The game was first released in early access on Steam on 15 March 2019. In February 2023, the game was removed from Steam due to a DMCA takedown issued by a content creator over the rights to a realistic mode that the fan had conceived, which 3Division had planned to incorporate with credit in a later release of the game. The legal issue was resolved by early March 2023 and the game was brought back to Steam.

The game was announced as leaving early access with the release of version 1.0 on 20 June 2024. The first DLC, Biomes, was released alongside the full version of the game, which adds tundra, desert and tropic landscapes all with unique challenges such as limited agriculture, transport issues, and limited logging.

The second DLC for the game, World Maps, adds 10 maps, all of them being based on the landscape of Austria, United Kingdom, Czech Republic, East Germany, Estonia, France, North Korea, Poland, the Central Atlantic coastline of the USA and Yugoslavia. The DLC was released on 13 December 2024.

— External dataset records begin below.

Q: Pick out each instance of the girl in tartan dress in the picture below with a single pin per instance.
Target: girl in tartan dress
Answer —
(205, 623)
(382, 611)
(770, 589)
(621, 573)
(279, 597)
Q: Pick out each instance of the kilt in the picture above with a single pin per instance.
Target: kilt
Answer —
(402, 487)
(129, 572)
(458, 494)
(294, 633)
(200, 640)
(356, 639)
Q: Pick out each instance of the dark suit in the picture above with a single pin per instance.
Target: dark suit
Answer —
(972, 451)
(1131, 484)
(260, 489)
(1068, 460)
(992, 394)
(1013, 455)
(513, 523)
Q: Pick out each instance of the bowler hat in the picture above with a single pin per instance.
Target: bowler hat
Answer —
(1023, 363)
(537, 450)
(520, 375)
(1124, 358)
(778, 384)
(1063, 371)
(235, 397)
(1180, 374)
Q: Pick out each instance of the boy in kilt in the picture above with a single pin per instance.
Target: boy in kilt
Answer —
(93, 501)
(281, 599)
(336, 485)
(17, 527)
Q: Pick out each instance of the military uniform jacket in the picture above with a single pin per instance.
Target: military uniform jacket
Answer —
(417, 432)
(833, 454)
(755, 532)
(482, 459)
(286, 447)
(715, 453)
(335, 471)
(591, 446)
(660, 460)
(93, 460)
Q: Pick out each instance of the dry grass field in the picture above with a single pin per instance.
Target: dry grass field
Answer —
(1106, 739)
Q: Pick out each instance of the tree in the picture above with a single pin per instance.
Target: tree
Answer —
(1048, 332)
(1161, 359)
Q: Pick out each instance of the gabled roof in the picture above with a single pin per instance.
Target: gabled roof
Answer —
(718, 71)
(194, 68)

The third DLC, Early Start, was released on 22 May 2025. It gave players the ability to begin the game in 4 new decades, 1920S, 1930s, 1940s or 1950s. Along with 4 new starting times, there was a host of new vehicles and buildings befitting the time period.

== Reception ==
Workers & Resources received mostly positive reviews from both critics and players during early access; some criticized the game's lack of tutorials in the early stages.